Le XXème siècle a vu au total l'enterrement des grands mythes. Le communisme a emporté dans sa tombe le rêve d'une réorganisation totale globale et le fascisme a emporté dans la sienne celui d'une communauté nationale fusionnelle. Ils n'ont emporté avec eux ni l'idée de justice sociale ni la prise en compte de la dimension nationale.
Le libéralisme s'en est mieux sorti, parce qu'il ambitionnait de partir de la société telle qu'elle était, et qu'il a su prendre en compte l'émergence de l'individu moderne. Mais il a très tôt perdu sa pureté, son rêve d'une sorte d'autorégulation de la société civile face à un État purement arbitral : cependant, laisser respirer la société, garantir le pluralisme, sanctuariser dans une large mesure les libertés individuelles, ces objectifs ont-ils perdu de leur pertinence ?
La démocratie peine toujours à faire coexister l'affirmation de l'individu et la dimension sociale : devons-nous pour cela renoncer à la quête de l'équilibre ? En France, la République a incarné cette tentative, et nous n'en finissons pas de redéfinir son "modèle".
Bien sûr, les solutions "clefs en main" avaient leurs avantages : l'adversaire était vite identifié, les remèdes vites proclamés, on se donnait bonne conscience à bon compte. Les discussions passionnées des années 1970 nous défoulaient aisément, et le lyrisme était vite accessible. Nos égos s'y mettaient en scène avec aisance, le réaliste de droite et l'idéaliste de gauche, posture contre posture, se mettaient en avant avec bonheur.
Tout cela ne peut plus nous être offert qu'au moyen d'une solide dose d'ignorance.
On peut avoir la nostalgie de lignes claires : mais il faut savoir qu'elles n'ont jamais existé que dans le discours. La pensée désenchante, c'est vrai, quand elle est vraie pensée en s'ouvrant au réel, à toute l'ambiguïté, toute la complexité de l'humain. Elle confronte impitoyablement les illusions à la réalité, elle passe au crible nos idées, elle nous renvoie toujours à notre finitude.

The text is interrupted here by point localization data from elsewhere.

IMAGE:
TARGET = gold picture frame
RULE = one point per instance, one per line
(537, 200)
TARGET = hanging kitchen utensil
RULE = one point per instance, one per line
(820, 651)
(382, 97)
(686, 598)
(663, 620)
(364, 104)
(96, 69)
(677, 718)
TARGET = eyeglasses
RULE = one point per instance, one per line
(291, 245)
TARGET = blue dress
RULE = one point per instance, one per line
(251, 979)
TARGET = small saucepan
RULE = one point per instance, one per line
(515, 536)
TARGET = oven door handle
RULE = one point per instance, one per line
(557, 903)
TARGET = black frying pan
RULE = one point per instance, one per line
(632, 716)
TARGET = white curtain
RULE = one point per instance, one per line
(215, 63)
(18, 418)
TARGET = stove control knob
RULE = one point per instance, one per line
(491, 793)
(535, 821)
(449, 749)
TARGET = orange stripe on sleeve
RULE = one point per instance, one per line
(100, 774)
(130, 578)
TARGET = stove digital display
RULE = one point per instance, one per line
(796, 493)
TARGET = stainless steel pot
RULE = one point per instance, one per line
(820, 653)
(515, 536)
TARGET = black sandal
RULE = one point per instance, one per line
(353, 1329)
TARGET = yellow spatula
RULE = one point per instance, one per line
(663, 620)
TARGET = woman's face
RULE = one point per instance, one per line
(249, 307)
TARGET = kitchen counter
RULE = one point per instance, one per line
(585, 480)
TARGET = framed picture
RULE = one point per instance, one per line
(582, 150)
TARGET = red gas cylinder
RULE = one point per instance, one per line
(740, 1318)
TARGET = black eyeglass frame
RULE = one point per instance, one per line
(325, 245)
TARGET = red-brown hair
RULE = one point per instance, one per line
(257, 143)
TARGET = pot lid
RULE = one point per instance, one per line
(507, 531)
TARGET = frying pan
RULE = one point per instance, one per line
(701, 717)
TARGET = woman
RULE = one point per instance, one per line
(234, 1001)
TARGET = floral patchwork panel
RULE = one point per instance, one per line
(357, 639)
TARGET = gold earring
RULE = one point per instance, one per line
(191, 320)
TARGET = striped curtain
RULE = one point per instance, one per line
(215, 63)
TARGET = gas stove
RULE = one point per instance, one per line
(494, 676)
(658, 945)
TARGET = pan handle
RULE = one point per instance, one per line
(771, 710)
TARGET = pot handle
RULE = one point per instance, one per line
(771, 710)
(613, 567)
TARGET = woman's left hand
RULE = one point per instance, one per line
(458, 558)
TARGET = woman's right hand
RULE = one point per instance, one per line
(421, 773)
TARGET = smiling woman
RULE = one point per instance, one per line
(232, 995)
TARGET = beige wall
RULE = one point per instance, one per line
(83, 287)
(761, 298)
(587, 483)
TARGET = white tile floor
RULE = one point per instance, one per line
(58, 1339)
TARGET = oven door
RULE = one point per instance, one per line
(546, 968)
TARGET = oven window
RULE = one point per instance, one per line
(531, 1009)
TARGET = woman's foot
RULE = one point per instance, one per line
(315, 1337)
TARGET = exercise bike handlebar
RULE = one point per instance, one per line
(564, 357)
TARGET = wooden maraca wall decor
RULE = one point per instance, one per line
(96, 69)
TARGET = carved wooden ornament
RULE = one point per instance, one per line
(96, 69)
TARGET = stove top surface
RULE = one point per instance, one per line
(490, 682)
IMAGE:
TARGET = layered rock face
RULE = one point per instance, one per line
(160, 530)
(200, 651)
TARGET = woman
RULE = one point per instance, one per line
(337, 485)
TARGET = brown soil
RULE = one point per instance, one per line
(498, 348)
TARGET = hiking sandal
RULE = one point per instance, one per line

Le mouvant, le risque et l'incertain, la nécessité de toujours revenir sur soi pour savoir si l'on n'est pas en train, dans tel ou tel engagement, de perdre ce que l'on a de plus cher, ce n'est pas seulement la condition moderne, c'est peut-être, simplement, dévoilée, notre condition politique depuis des siècles.
De même, les requêtes fondamentales de la politique démocratique demeurent : nous cherchons encore un équilibre toujours à refaire entre la représentation de la nation (ou de toute autre communauté), la profondeur et la qualité de la délibération, l'efficacité de la décision. Chaque situation, chaque nouveau jeu de contrainte nous remettent à l'ouvrage.
Au fond, si le sens de l'existence humaine n'est à chercher que dans un double rapport, rapport aux autres et rapport au monde, quelles que soient les options philosophiques ou religieuses qui nous servent de point de départ, qui niera que la politique réclame toute notre attention ?
Quand on étudie l'histoire des idées politiques, c'est en permanence que nous observons le heurt des projets, des espérances, avec la réalité. Et la réalité n'a pas toujours tort, dans la mesure où, en politique, la réalité est humaine. Le réel, bien souvent, c'est tout simplement les autres. Leurs propres besoins, leurs propres visions des choses. Je crois qu'il est difficile de célébrer le pluralisme et, en même temps, de se plaindre de l'écart entre la réalité politique et ce que nous, personnellement, en attendons.